In 2018–19, just over 40 percent of people who were assessed as needing care waited nine months or more to be admitted into residential aged care. This number has skyrocketed, from just 5.4 percent in 2008–09.
In 2018–19, the median time between being assessed as eligible by the Aged Care Assessment Team (ACAT) and entering residential aged care was 152 days, or around five months. This was out of a total of 60,657 admissions into care. The median wait time increased more than fourfold in a decade, from 36 days in 2009–10.
The percentage of people entering residential aged care within three months was lower in outer regional and remote areas, at 40.3 percent and 37.8 percent respectively, compared with 42.5 percent in major cities.
The report shows a similar trend in the wait times for home care packages. Home care packages provide funding for elderly people to access aged care services at home, including personal care, social and medical support.
Home care packages are assessed in four levels, ranging from low-level care needs (Home Care Package Level 1), to high-care needs (Level 4).
Once a person is assessed as needing home care, the approximate wait time for Level 2, Level 3 and Level 4 packages is over a year, according to the Australian government’s MyAgedCare website. For Level 1 Packages the wait is 3-6 months.
The Productivity Commission report found that across all home care levels, total admissions fell from 36,474 in 2015–16, to 24,156 in 2017–18, while the median time for receiving a home care package rose from 73 days in 2015–16 to 137 days in 2017–18.
These waiting times are in addition to the process of applying to receive aged care services, and having this application approved by ACAT, which typically takes up to six weeks.
The Australian Health Department’s latest quarterly report showed that as of December 2019 there were 112,237 people waiting for a home care package. This had increased from 108,456 people in January 2018.

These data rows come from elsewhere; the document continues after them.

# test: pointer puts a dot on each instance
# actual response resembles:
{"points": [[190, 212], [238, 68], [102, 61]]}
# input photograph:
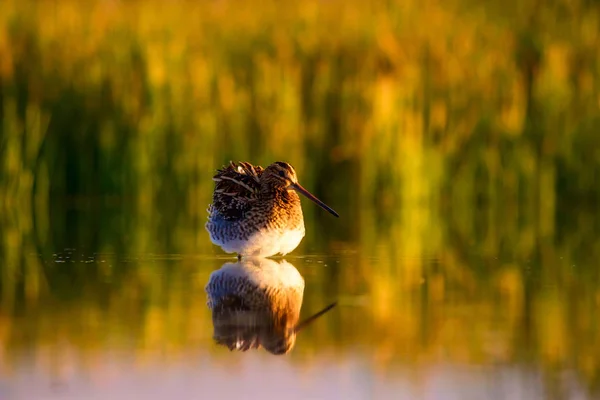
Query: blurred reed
{"points": [[435, 128]]}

Many elderly people have died before their home care package was delivered, while others have been forced to go into residential aged care. In its interim report, released last November, the Royal Commission into Aged Care Quality and Safety noted that in 2018, more than 16,000 people died waiting for a home care package, and 14,000 were forced into residential aged care.
The Productivity Commission report cites the lack of availability of aged care places/packages as one of the main reasons for increased wait-times, as well as an older person’s “need to delay entry into residential aged care due to personal circumstances, such as selling their home,” and decisions to reject a place in residential aged care due to the cost.
According to MyAgedCare, all residents of aged care facilities are charged a maximum “basic daily fee” of $51.63 per day, or $18,844.95 per year. This is around 85 percent of the basic age pension for a single person, which is a maximum of $850.40 per fortnight.
This amount is in addition to a “means-tested care fee,” which can be up to $252.20 per day based on an income and assets test, and a refundable accommodation deposit, which has no maximum amount and averaged $316,876 in July 2019. Many aged care facilities also charge additional “service fees” that are not government subsidised. These services can include providing residents with “a preferred brand of toiletries” or “accessing a hairdresser.”
Such is the failure of capitalism and the contempt of the ruling elite for the working class, that elderly people who have worked all their lives are then forced to give up their assets and savings to obtain care. By contrast, the wealthy can afford expensive private services.
A recent report published by Flinders University and submitted to the royal commission in January, shows that of 22 countries in its study, Australia’s spending on long-term aged care was among the lowest. The report also states that staffing levels for residential aged care in Australia is “at the lower end of the range internationally, both for total staffing and nursing.”
After the Aged Care Royal Commission delivered its interim report in November, Prime Minister Scott Morrison’s Liberal-National Coalition government announced just 10,000 additional home care packages. This is an insult to the well over 110,000 people already assessed as needing home care services and on the waiting to die list.
Following the release of the Productivity Commission’s January report, the Labor Party’s shadow minister for ageing, Julie Collins, called the figures, “another wake-up call for the Morrison government on the terrible state of our country’s aged care system.”
However, during the May 2019 federal election Labor’s response to the aged care crisis was to pledge to “immediately investigate” how to better triage those waiting for home care packages, fast-track a “workforce strategy” and encourage doctors to do home visits. Labor outlined no strategy for addressing the poor quality and lack of aged care services, and no increased funding.
Moreover, both Labor and Coalition governments have overseen the lengthening queues and the extensive privatisation of aged care services.
In 2010–11, after three years of a Labor government, the number of residential aged care services managed by government organisations had dropped to 10 percent. Not-for-profits (charitable, religious-based and community based organisations) and private corporations owned 60 percent and 30 percent, respectively.
By 2018, the proportion of residential aged care services managed by government organisations had fallen further to 9 percent, according to the most recent GEN Aged Care Data.
Continuing this privatisation, the Morrison government announced last December that it would tender out ACAT, which approves applications for aged care services, to the private sector this year. This is another indication that corporate profit interests are increasingly placed above providing for even the most basic needs of workers as they age.